Memory Model

Memory Model

1. C++ Memory Model Synchronization Modes

1.1 std::memory_order_seq_cst

This is the default mode used when none is specified, and it is the most restrictive. 1

From a practical point of view, this amounts to all atomic operations acting as optimization barriers: 1

  • Its OK to re-order things between atomic operations, but not across the operation.

  • Thread local stuff is also unaffected since there is no visibility to other threads.

1.2 std::memory_order_relaxed

This model allows for much less synchronization by removing the happens-before restrictions. 1

Without any happens-before edges:

  • no thread can count on a specific ordering from another thread.

  • The only ordering imposed is that once a value for a variable from thread 1 is observed in thread 2, thread 2 can not see an “earlier” value for that variable from thread 1. 1

There is also the presumption that relaxed stores from one thread are seen by relaxed loads in another thread within a reasonable amount of time. 1

  • That means that on non-cache-coherent architectures, relaxed operations need to flush the cache (although these flushes can be merged across several relaxed operations)

The relaxed mode is most commonly used when the programmer simply wants an variable to be atomic in nature rather than using it to synchronize threads for other shared memory data. 1

1.3 std::memory_order_acquire/release/acq_rel

The third mode is a hybrid between the other two.
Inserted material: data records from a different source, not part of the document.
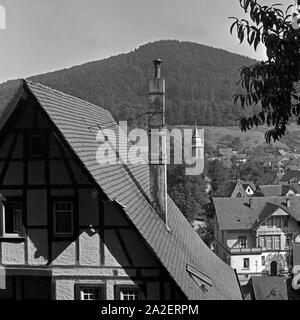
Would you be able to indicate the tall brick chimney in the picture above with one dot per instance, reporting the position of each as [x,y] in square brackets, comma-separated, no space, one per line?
[157,143]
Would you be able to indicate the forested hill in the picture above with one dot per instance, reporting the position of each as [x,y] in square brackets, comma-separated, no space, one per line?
[200,82]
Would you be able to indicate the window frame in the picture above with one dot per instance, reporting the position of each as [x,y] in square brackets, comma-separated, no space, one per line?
[242,242]
[119,287]
[82,285]
[12,235]
[276,237]
[244,265]
[30,153]
[62,199]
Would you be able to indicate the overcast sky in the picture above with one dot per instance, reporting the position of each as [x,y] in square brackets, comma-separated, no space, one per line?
[47,35]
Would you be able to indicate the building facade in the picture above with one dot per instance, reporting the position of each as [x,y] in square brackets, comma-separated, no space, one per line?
[72,228]
[255,236]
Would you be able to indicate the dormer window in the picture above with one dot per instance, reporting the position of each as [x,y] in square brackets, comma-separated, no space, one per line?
[36,145]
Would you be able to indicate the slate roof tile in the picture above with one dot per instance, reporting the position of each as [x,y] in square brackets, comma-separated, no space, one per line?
[174,249]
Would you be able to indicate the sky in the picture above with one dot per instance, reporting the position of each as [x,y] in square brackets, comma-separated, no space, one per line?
[48,35]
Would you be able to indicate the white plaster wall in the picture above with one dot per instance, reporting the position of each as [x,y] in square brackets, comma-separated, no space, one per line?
[88,208]
[65,289]
[37,208]
[13,253]
[89,253]
[37,247]
[64,252]
[14,174]
[36,172]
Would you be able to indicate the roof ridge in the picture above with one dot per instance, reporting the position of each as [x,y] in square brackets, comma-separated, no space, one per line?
[61,93]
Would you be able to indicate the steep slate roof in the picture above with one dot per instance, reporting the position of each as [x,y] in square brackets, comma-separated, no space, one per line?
[236,214]
[175,248]
[269,288]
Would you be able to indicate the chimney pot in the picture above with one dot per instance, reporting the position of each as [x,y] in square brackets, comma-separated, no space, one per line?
[157,68]
[251,203]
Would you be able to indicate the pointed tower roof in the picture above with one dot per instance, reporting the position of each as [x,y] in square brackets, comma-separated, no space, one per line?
[197,139]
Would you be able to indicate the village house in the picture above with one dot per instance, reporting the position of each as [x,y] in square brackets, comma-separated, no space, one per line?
[242,189]
[290,177]
[266,288]
[255,235]
[275,190]
[72,228]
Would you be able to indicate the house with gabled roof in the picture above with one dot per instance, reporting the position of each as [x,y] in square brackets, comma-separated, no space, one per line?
[73,228]
[266,288]
[290,177]
[278,190]
[255,235]
[242,189]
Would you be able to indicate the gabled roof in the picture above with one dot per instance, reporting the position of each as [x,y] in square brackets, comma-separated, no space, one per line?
[269,288]
[236,213]
[267,178]
[175,248]
[291,174]
[276,190]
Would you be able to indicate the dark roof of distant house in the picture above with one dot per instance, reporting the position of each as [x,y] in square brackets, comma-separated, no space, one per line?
[225,151]
[296,254]
[258,158]
[293,162]
[177,248]
[267,178]
[269,288]
[276,190]
[241,156]
[290,175]
[236,213]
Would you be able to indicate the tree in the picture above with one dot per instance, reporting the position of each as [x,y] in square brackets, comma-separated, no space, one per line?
[270,84]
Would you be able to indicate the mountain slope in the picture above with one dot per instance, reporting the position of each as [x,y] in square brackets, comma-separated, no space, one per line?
[200,82]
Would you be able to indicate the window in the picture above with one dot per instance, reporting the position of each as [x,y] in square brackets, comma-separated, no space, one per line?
[90,292]
[276,242]
[36,146]
[269,222]
[277,222]
[12,216]
[269,242]
[246,263]
[63,218]
[262,242]
[242,241]
[288,240]
[128,292]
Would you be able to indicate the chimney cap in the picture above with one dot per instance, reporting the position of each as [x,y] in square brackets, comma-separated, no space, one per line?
[157,61]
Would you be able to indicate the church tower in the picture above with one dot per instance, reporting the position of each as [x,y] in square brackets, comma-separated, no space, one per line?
[157,142]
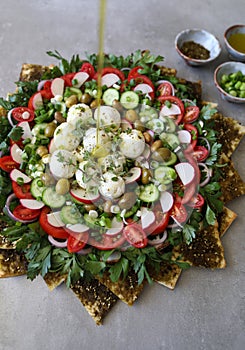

The acquire/release mode is similar to the sequentially consistent mode, except it only applies a happens-before relationship to dependent variables. This allows for a relaxing of the synchronization required between independent reads of independent writes. 1

The interactions of non-atomic variables are still the same. Any store before an atomic operation must be seen in other threads that synchronize. 1

1.4 std::memory_order_consume

std:memory_order_consume is a further subtle refinement in the release/acquire memory model that relaxes the requirements slightly by removing the happens before ordering on non-dependent shared variables as well. 1

2. atomic

2.1 Atomic Variable

Atomic variables are primarily used to synchronize shared memory accesses between threads. 1

2.2 Atomic Operation

A memory operation can be non-atomic even when performed by a single CPU instruction. 2

2.3 Operations on The Same Atomic Variable

Hence the memory model was designed to disallow visible reordering of operations on the same atomic variable:

  • All changes to a single atomic variable appear to occur in a single total modification order, specific to that variable. This is introduced in 1.10p5, and the last non-note sentence of 1.10p10 states that loads of that variable must be consistent with this modification order. 3

3. Sequentially Consistent

Sequential consistency means that all threads agree on the order in which memory operations occurred, and that order is consistent with the order of operations in the program source code. 4

4. Sequentially Consistent Memory Model

In a sequentially consistent memory model, there is no memory reordering. It’s as if the entire program execution is reduced to a sequential interleaving of instructions from each thread. In particular, the result r1 = r2 = 0 from Memory Reordering Caught in the Act becomes impossible. 5

In any case, sequential consistency only really becomes interesting as a software memory model, when working in higher-level programming languages. In Java 5 and higher, you can declare shared variables as volatile. In C++11, you can use the default ordering constraint, memory_order_seq_cst, when performing operations on atomic library types. If you do those things, the toolchain will restrict compiler reordering and emit CPU-specific instructions which act as the appropriate memory barrier types. In this way, a sequentially consistent memory model can be “emulated” even on weakly-ordered multicore devices. 5

5. Sequenced Before

If a and b are performed by the same thread, and a “comes first”, we say that a is sequenced before b. 3

C++ allows a number of different evaluation orders for each thread, notably as a result of varying argument evaluation order, and this choice may vary each time an expression is evaluated. Here we assume that each thread has already chosen its argument evaluation orders in some way, and we simply define which multi-threaded executions are consistent with this choice. Even then, there may be evaluations in the same thread, neither one of which is sequenced before the other. Thus sequenced-before is only a partial order, even when only the evaluations of a single thread are considered. But for the purposes of this discussion all of this can generally be ignored. 3

6. Happens-Before

The multi-threaded version of the sequenced-before relation. 3

If a happens before b, then b must see the effect of a, or the effects of a later action that hides the effects of a. 3

An evaluation a can happen before b either because they are executed in that order by a single thread, i.e a is sequenced before b, or because there is an intervening communication between the two threads that enforces ordering. 3

6.1 The Common Definition of The Happens-Before Relation

Let A and B represent operations performed by a multithreaded process. If A happens-before B, then the memory effects of A effectively become visible to the thread performing B before B is performed. 6

If operations A and B are performed by the same thread, and A’s statement comes before B’s statement in program order, then A happens-before B. 6

6.2 Happens-Before Does Not Imply Happening Before

参考 6

注: 这里的例子中的 Happens-Before 与 Happening Before 不一致是指令重排后源代码中的赋值顺序与编译后的指令的循序不一致导致的, 并且实际运行的指令的语义也与源码中的语义有差别, 最后的实际执行效果符合源码语义的 Happens-Before. 编译生的汇编码中的两条赋值语句实际上是解耦的, 即便发生运行时的乱序也不影响在本线程中的 Happens-Before.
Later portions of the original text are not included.